You receive an email from someone you know – friend or colleague or someone you do business with. For whatever reason they are in your email contacts and appear to have sent you a file on One Drive.
You need to click the link to retrieve the file.
The message says
Hello,
Name used One Drive to share some files with you. (where name is the person you know)
Click on the link below
Whether or not you expect to receive such a file, you may decide to click the link.
But that is a bad idea.
There are two ways this can go
- The link is to a Russian website which attempts to copy your email contacts – once done then the scammer will send out emails in your name to all of your contacts and as they recognise you as the sender are much more likely to trust whatever is in the email.
- You on a phishing site which looks like it is One Drive. It asks for your login and password and once captured the scammer can either sell that information to other scammers or use your email login to gain access to other accounts you have. Remember, for most websites the way to get back a lost password is through your registered email address and once the scammer has that, your accounts are in danger.
Whether the email you receive is a type 1 or type 2 scam – DO NOT CLICK THE LINK. Just delete the message.
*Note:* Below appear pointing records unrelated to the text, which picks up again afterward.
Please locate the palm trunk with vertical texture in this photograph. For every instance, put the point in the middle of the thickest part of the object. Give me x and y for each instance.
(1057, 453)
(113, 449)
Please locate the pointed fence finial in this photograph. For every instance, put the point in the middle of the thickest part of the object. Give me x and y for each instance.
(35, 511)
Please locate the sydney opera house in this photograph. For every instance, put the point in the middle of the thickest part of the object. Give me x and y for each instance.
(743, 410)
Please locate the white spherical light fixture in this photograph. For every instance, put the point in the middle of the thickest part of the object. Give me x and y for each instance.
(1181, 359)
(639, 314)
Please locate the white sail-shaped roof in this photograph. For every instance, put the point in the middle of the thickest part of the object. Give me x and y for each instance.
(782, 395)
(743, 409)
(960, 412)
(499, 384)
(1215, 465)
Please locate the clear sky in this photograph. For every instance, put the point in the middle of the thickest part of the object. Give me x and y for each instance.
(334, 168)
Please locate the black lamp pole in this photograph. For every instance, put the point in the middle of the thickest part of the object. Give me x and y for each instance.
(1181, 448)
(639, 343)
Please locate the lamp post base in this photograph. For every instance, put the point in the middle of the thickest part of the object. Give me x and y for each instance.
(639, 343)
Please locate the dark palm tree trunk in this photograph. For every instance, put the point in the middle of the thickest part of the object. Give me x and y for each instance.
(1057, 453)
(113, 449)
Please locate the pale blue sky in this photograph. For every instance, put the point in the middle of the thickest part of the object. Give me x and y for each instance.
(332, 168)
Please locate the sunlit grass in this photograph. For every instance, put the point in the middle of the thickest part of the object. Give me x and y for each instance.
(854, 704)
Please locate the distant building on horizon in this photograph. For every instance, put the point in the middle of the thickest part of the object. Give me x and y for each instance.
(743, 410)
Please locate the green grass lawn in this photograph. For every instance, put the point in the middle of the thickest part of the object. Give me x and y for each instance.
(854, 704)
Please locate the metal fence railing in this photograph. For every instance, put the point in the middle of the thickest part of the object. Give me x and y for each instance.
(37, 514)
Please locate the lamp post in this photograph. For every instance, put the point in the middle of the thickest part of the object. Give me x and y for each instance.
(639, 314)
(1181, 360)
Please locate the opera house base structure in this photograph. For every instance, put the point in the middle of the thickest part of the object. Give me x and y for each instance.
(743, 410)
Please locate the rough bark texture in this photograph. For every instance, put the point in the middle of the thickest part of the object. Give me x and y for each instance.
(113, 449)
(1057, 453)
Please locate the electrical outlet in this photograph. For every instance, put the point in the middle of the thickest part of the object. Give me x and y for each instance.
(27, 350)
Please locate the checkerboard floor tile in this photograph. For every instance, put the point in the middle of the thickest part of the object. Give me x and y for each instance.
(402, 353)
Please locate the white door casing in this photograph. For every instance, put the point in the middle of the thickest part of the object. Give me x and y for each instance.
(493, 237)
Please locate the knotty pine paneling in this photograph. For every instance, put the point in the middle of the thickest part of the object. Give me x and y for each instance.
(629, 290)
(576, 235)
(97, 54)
Recent variants of the type 2 scam even see the website installing a rule in your email client so that all incoming emails are deleted. This is to prevent anyone warning you by email that you have been scammed and must take action immediately.
Take Action
- Change your email address
- If you have accounts using that email address and password, then change those passwords
- Check your email client to see if any rules have been added and if so then delete them
- Monitor your email carefully and if there is suspicious activity, you may want to delete that account and get yourself a new email account.